The fund said this decision and Saudi Aramco's overseas inventories heave helped offset the drop in oil deliveries.

“The Saudi economy is demonstrating agility and resilience, supported by robust and diversified infrastructure and the authorities’ concerted efforts to redirect shipments and ease logistical bottlenecks,” Mr Sadikov said.

“The main risk is an escalation of the conflict, which could further impair shipping routes, damage energy infrastructure with associated output losses, and heighten uncertainty and financial sector risks,” Mr Sadikov said.

The fund also said Saudi Arabia's low government debt, large reserves and its sovereign wealth fund provide important buffers to help withstand the downside risks the war presents.

“The main risk is an escalation of the conflict, which could further impair shipping routes, damage energy infrastructure with associated output losses, and heighten uncertainty and financial sector risks,” Mr Sadikov said.

“Beyond near-term effects, a prolonged conflict could erode investor confidence and weaken medium-term growth and diversification prospects.”

Opec last month lowered its forecast for global oil demand this year due to the Iran war, joining other forecasters at the US Energy Information Administration and the International Energy Agency. Brent crude futures were last trading at $95.86 a barrel, while US West Texas Intermediate crude was trading at $93.48 a barrel.

A satellite image shows efforts to control a fire in the Ras Tanura oil refinery in Saudi Arabia after a drone attack in Ras Tanura, Saudi Arabia. Handout via Reuters
A satellite image shows efforts to control a fire in the Ras Tanura oil refinery in Saudi Arabia after a drone attack in Ras Tanura, Saudi Arabia. Handout via Reuters

A decline in oil sales coincided with the kingdom's budget deficit widening to $33.5 billion in May, a 20 per cent year-on-year increase, according to figures from the Saudi finance ministry, driven by military spending and conflict-related subsidies.

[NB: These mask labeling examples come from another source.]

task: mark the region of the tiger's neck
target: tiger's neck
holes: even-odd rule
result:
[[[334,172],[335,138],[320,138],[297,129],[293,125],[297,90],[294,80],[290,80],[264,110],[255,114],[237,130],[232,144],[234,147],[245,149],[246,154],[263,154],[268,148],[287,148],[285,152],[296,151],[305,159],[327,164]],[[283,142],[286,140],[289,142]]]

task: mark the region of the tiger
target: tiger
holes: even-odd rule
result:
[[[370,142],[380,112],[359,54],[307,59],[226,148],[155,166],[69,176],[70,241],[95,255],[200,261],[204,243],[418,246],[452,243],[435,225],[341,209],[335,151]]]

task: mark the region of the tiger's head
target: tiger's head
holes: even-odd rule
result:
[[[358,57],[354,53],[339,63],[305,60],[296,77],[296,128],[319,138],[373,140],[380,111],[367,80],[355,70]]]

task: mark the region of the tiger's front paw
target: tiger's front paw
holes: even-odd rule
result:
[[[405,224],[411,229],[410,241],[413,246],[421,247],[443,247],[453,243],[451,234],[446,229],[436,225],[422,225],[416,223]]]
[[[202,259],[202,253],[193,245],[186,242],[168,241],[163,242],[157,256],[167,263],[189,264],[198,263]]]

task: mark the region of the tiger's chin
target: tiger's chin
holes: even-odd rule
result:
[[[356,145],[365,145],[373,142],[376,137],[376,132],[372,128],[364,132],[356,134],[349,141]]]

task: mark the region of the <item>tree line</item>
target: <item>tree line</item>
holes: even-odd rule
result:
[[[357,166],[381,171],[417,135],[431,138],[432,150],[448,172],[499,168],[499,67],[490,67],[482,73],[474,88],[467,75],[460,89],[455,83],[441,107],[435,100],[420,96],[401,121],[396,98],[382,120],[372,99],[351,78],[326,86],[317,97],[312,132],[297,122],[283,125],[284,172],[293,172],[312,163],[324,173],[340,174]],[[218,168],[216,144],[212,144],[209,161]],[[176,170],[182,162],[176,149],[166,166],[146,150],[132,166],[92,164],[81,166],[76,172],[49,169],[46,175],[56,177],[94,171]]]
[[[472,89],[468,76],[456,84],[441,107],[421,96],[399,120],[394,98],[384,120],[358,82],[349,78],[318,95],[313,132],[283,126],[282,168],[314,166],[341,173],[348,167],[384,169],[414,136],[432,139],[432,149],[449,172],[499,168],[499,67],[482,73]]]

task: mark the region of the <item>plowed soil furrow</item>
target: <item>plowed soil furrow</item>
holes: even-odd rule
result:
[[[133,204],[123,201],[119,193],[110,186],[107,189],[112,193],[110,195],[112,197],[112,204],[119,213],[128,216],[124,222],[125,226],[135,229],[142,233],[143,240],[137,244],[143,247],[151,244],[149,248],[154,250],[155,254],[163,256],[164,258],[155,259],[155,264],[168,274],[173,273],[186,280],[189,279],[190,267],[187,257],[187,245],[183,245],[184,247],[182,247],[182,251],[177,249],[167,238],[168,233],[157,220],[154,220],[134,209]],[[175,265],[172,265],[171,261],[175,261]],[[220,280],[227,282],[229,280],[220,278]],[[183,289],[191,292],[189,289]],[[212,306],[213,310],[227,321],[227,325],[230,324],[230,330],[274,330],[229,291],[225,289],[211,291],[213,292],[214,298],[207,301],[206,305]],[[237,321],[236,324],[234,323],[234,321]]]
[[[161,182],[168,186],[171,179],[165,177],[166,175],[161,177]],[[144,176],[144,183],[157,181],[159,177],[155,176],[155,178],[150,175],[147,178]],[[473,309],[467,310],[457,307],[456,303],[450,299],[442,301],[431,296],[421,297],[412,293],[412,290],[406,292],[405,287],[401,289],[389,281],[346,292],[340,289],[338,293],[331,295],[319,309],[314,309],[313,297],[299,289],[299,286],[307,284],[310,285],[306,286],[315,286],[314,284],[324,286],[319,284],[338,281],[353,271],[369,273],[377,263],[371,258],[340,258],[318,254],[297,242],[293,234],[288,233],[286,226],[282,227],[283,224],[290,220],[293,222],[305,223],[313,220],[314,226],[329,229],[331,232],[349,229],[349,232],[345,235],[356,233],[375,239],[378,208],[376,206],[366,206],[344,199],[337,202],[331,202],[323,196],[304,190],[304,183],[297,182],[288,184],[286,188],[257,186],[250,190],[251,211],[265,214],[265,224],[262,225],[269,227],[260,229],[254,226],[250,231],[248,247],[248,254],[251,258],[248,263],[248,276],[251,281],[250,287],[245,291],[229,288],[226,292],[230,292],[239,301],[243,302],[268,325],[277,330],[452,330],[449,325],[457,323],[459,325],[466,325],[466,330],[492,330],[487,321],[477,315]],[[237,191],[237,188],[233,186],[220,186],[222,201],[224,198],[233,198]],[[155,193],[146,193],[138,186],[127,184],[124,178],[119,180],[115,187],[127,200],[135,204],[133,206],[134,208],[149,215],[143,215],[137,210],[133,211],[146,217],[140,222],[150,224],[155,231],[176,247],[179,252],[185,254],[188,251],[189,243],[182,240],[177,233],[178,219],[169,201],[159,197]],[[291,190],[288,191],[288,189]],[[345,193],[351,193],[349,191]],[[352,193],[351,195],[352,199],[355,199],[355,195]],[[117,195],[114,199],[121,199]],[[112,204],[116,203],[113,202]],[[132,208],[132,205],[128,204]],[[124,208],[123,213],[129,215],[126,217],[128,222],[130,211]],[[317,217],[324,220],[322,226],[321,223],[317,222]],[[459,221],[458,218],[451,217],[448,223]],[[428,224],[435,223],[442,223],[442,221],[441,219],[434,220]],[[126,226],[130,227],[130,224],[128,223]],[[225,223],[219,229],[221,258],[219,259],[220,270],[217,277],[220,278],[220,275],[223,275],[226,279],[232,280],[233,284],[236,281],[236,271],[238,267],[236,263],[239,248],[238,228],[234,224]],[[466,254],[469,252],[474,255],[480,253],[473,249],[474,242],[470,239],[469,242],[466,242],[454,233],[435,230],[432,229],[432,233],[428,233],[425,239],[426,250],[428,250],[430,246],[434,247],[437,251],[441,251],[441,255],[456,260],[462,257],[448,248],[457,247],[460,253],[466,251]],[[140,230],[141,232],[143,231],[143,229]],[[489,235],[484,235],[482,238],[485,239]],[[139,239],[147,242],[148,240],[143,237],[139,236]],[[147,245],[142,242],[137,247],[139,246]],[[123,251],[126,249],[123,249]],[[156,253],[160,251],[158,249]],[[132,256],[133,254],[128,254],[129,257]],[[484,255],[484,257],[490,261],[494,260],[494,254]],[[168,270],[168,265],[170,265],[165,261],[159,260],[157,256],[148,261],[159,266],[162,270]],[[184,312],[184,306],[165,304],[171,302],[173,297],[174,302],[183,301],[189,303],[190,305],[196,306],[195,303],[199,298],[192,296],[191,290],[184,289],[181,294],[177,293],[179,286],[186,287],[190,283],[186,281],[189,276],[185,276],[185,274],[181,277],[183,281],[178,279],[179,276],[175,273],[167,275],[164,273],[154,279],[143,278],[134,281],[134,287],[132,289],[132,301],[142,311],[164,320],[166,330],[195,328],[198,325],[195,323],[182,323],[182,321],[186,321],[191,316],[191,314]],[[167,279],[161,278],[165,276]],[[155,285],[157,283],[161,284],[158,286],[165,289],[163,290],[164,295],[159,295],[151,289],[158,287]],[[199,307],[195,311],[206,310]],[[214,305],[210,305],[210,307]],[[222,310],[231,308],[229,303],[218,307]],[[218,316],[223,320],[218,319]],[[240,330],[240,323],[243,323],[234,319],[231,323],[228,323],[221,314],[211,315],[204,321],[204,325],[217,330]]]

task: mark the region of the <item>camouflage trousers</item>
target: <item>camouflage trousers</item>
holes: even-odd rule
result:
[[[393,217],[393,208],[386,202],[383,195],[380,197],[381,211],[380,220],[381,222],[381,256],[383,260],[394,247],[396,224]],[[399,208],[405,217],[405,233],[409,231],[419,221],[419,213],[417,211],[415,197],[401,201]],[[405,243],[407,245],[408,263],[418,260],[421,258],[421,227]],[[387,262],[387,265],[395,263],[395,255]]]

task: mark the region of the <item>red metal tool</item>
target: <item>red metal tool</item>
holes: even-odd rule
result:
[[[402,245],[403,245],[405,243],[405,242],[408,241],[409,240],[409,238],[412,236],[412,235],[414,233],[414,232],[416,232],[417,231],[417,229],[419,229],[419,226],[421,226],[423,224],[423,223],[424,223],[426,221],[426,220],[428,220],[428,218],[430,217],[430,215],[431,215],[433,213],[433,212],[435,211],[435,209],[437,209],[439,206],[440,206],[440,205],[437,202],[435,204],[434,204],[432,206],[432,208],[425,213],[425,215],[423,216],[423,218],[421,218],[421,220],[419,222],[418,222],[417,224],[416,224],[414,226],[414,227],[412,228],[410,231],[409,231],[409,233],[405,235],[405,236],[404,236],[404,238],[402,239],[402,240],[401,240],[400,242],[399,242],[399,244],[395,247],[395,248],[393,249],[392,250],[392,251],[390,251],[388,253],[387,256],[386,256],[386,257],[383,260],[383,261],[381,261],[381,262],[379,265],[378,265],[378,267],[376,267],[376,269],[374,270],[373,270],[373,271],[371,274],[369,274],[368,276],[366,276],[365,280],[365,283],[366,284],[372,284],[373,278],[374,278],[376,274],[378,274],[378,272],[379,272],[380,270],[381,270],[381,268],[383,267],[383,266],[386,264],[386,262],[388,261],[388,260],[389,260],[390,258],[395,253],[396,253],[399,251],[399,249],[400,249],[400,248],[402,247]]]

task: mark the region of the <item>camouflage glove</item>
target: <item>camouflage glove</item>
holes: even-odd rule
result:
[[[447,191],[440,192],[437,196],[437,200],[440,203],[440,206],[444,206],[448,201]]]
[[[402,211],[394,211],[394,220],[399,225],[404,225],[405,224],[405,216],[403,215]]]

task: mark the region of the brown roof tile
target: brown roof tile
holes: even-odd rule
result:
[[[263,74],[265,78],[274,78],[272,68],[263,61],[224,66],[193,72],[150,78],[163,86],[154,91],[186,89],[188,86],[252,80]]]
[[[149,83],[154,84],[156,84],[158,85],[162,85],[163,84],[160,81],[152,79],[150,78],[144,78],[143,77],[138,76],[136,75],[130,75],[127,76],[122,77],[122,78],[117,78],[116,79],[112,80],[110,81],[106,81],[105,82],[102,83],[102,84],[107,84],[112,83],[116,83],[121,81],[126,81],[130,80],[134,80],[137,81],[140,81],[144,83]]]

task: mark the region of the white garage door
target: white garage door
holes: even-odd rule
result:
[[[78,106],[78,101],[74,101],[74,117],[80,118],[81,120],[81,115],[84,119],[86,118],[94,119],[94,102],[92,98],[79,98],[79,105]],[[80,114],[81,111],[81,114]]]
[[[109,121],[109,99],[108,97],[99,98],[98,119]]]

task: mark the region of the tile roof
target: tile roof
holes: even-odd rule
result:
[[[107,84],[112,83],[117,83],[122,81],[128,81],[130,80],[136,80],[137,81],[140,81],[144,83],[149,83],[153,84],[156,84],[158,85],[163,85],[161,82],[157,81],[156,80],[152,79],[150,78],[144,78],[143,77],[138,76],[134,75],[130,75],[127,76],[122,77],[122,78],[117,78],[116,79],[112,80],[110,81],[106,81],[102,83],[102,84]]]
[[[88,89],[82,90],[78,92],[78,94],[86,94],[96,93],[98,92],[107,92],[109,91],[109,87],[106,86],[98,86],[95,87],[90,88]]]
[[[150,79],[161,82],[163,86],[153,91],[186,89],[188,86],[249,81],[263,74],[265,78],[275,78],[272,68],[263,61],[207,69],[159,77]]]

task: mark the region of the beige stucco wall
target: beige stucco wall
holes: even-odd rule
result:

The IMF's annual check-in with Saudi Arabia comes as the kingdom recalibrates its spending strategy under Vision 2030, its long-term diversification programme.

The Public Investment Fund, the kingdom's sovereign wealth fund, has prioritised domestic priorities over its investments abroad, including pulling out of LIV Golf, the breakaway league that once rivalled the PGA Tour.

The PIF said in April that, under its new five year strategy, it would direct roughly 80 per cent of its portfolio into domestic investments and scale back its international exposure from 30 per cent to 20 per cent.

It has also repositioned the $500 billion futuristic city of Neom as a logistics hub, with the development of a new trade corridor connecting European and Gulf markets.

“Given the economy’s resilience so far, the mission considers that a modest reduction in the non-oil primary deficit in 2026 remains appropriate, with spending reprioritization as the first line of action to accommodate any fiscal response to the conflict,” Mr Sadikov said.

The fund said the PIF's recalibrated strategy is a “welcome development”.